モンツァは、ストレートの速さが最もラップタイムに影響するトラックであり、ここでのトップ3チームのウィング選択は、それぞれのマシンの空力効率に大きな幅があることを示している。
今年、他のトラックで感じられた兆候が、ここでは更に強調された。それは、レッドブルの空力効率が間違いなく最も優れており、メルセデスが(トップ3の中では)最低、フェラーリはその間のどこかに位置しているということだ。
全4社のパワーユニットサプライヤーは、GPS 追跡データの解析によって、性能差はごく僅かしかないと主張している。つまり、モンツァで目にした3チームのマシンの違いは、それぞれのマシンのドラッグを相対的に示している。
しかし、マシンのドラッグは、各チームが自ら選択したリアウィングの大きさに依るものでもある。マシンが効率的にダウンフォースを生成していれば、リアウィングの調整幅もより大きくなる。
ダウンフォースは常にドラッグを伴うが、これらの妥協点は、トラックごと、またマシンごとに様々だ。空力効率は、同じだけのドラッグを増やすことで、どれくらいのダウンフォースが得られるか、あるいは、同じだけのドラッグを減らして、どれくらいのダウンフォースが失われるかによって、表すことができる。
モナコの直線的なレイアウトは、他のいかなるサーキットよりも、明らかに低ドラッグが有利となる。このため、すべてのチームが他のトラックよりも薄いウィングで走ることになる。同じドラッグのマシンであっても、よりダウンフォースを残している方が速い。通常ほどではないにせよ、依然としてダウンフォースには恩恵があるのだ。
レッドブルがモンツァで使ったウィングは、他のどのライバル達よりも表面積が大きい。メインプレーンは皿のような窪みがあり、フェラーリやメルセデスの完全に平坦なものとは対照的だ。RB18 のメインプレーンは通常よりも小さいものの、この皿のような輪郭のおかげで、間違いなく上面と下面との圧力差が大きくなる。これにより、ダウンフォース、そしてドラッグが、より大きくなる。
レッドブルは、アッパーフラップにも積極的に角度をつけ、更にダウンフォースを得ていた。チームは FP1 で切り欠いたものを試していたが、その後は元に戻している。また、ビームウィングも2枚を維持している。ビームウィングは、メインウィングの下を通る気流を調整し、ダウンフォース(とドラッグ)を増加させる。
RB18 の空力効率によって、大きなウィングをつけた状態で、ストレートでフェラーリと同程度、メルセデスを上回る速さを達成していた。
フェラーリは、レッドブルよりも小さなメインプレーンと、面積の小さい1枚のビームウィングを使っていたが、メルセデスよりは大きかった。ストレートでのパフォーマンスはレッドブルに匹敵していたが、フェラーリのマシンはレズモやアスカリでダウンフォースが足りていなかった。
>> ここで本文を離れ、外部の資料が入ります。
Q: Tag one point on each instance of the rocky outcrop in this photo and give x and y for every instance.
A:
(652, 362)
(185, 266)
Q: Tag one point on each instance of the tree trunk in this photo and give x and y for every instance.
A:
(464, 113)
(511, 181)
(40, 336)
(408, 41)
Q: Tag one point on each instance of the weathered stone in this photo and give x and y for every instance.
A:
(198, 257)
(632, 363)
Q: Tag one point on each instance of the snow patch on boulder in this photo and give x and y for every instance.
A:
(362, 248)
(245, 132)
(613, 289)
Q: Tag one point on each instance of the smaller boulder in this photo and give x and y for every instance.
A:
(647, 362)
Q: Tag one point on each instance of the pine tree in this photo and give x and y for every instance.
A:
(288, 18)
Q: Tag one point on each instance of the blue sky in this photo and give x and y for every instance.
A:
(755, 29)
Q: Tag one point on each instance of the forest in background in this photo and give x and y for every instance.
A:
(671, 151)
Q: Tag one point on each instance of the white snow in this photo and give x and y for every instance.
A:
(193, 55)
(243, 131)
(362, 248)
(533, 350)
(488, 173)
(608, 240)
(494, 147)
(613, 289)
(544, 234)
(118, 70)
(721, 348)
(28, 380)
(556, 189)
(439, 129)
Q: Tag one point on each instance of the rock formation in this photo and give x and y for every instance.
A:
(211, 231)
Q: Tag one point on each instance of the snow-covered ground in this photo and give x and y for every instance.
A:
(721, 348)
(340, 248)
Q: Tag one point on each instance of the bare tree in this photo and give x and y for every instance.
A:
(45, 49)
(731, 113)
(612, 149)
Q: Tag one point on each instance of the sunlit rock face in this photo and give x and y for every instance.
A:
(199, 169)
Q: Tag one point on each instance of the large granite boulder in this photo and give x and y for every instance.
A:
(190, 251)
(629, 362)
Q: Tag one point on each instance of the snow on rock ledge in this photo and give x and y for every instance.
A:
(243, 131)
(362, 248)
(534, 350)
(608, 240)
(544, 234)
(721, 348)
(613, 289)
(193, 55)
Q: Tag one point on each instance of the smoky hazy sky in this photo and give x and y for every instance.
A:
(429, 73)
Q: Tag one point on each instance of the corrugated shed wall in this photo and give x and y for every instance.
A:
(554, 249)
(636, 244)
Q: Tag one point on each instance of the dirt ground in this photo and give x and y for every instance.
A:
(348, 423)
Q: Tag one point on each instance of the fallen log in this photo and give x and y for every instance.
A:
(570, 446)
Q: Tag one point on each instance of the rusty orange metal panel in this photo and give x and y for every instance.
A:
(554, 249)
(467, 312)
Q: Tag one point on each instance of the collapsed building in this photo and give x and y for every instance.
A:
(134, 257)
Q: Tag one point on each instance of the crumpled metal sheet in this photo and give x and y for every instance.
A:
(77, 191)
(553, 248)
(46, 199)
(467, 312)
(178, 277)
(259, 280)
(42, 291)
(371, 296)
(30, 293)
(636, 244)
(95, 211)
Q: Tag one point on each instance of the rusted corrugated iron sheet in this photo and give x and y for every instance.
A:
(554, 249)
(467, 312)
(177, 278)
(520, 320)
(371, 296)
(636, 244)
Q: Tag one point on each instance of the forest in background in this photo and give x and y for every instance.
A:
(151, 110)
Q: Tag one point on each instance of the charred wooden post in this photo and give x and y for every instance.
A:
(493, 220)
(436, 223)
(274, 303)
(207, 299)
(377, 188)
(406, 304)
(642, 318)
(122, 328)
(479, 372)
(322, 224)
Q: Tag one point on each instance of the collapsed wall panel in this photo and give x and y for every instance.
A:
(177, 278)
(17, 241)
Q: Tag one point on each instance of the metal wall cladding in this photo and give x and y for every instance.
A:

メルセデスは、可能な限りのドラッグを削り、かなりのダウンフォースを犠牲にしていた。
彼らはフラップを最大限小さくし、ビームウィングも1枚とし、平坦なメインプレーンで走行した。予選と決勝では、フラップの縁に付けていたガーニーフラップすら取り外している。にもかかわらずメルセデスは、ストレートでもラップタイムでも、3チームの中で最も遅かった。
F1 はこれからドラッグの影響度が低いトラックに戻るため、各マシンの空力効率の違いによるパフォーマンス差は、モンツァで見られたようなものよりは小さくなるだろう。